Published by marco on

There’s a keyboard viewer stashed away in a very unintuitive place. These instructions assume you are using OS X English, but include steps for both Leopard and Snow Leopard (versions 10.5.x and 10.6.x respectively). Click the footnote links to jump to the screenshots below.

  1. Select “System Preferences…” from the Apple in the top-left corner.
  2. In Leopard, select the “International” icon in the top row (in Snow Leopard, it’s called “Language & Text”)
  3. In Leopard, select the “Input Menu” page. In the list on that page, you can enable the “Keyboard viewer”.[1] An icon with the Flag representing your current input format (probably US English or Swiss German) shows up in the menu bar at the top-right of the screen. (In Snow Leopard, the page is called “Input Sources” and the item in the list is labeled as “Keyboard and Character Viewer”.[2])
  4. Click the newly enabled icon in the menu bar to show a menu of options.[3][4]
  5. Select “Show Keyboard Viewer” to show a virtual keyboard.[5]
  6. Press the “alt/option”, “Command” and “Control” keys both alone and in combination to see what effects they have.

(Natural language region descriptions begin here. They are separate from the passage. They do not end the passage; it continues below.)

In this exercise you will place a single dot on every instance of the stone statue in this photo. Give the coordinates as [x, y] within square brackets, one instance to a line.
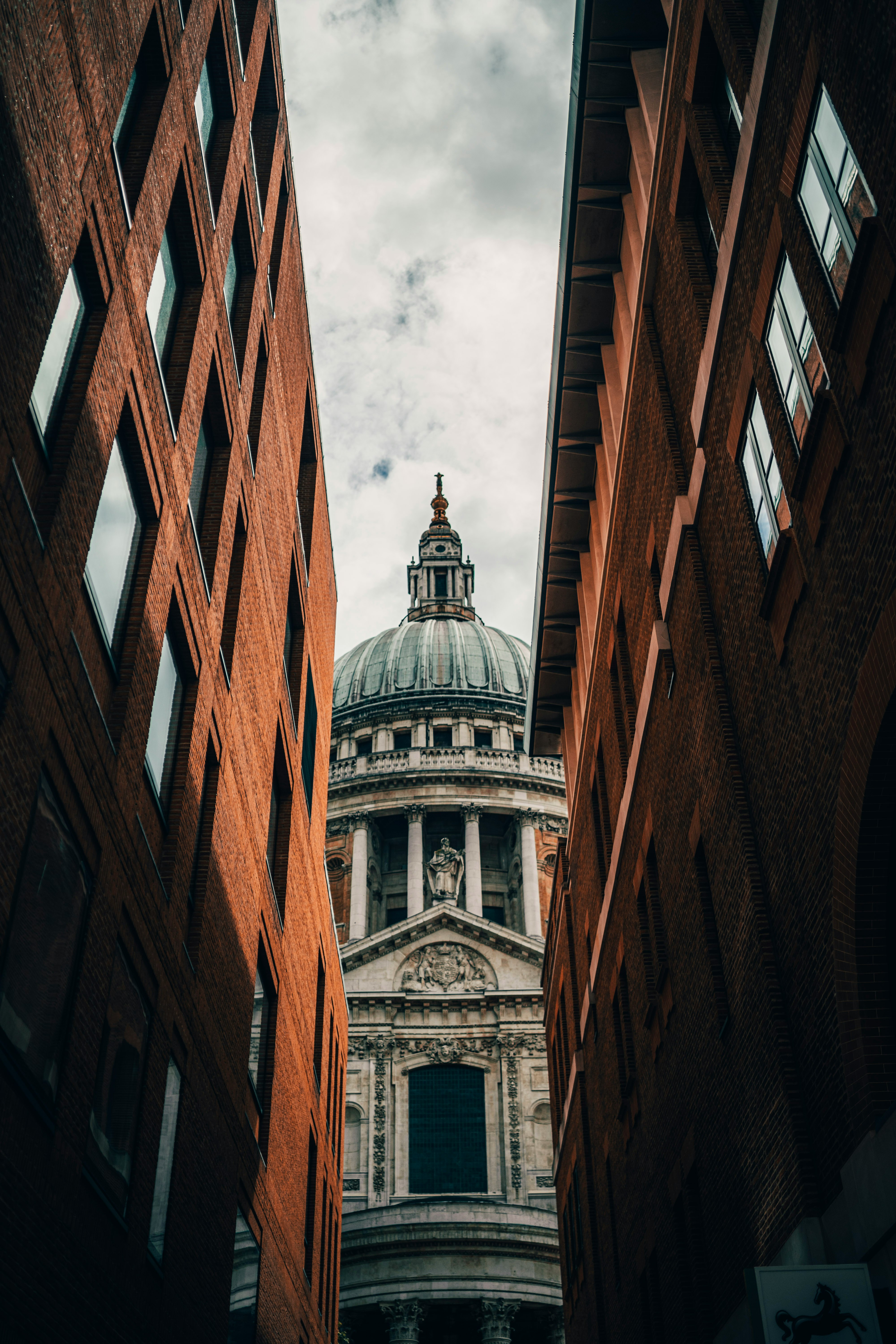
[445, 872]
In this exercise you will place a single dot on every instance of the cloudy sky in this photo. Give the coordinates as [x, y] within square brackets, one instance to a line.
[428, 143]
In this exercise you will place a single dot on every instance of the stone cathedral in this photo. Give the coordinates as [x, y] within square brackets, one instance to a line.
[441, 845]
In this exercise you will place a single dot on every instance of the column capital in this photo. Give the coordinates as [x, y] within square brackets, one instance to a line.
[496, 1319]
[405, 1320]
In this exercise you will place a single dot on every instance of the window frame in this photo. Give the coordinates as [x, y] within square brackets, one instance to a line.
[815, 153]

But wait, there’s more! If you need to make an accented character not directly supported by your keyboard, you can use some special key combinations to insert a “floating” diacritical mark[6]; that mark is automatically applied to the next character you type (within the capabilities of the selected font and encoding, of course).

  • Alt/Option+u: Umlaut (e.g. ä, ë, ï, ö, ü)
  • Alt/Option+e: Acute (e.g. á, é, í, ó, ú)
  • Alt/Option+`: Grave (e.g. à, è, ì, ò, ù)
  • Alt/Option+i: Circumflex (e.g. â, ê, î, ô, û)
  • Alt/Option+n: Tilde (e.g. ã, õ, ñ)

Screenshots

[3]  Image 3: Select Keyboard Viewer (Leopard)
[4]  Image 4: Select Keyboard Viewer (Snow Leopard)


[6] Only Western diacritical marks are supported, as far as I know.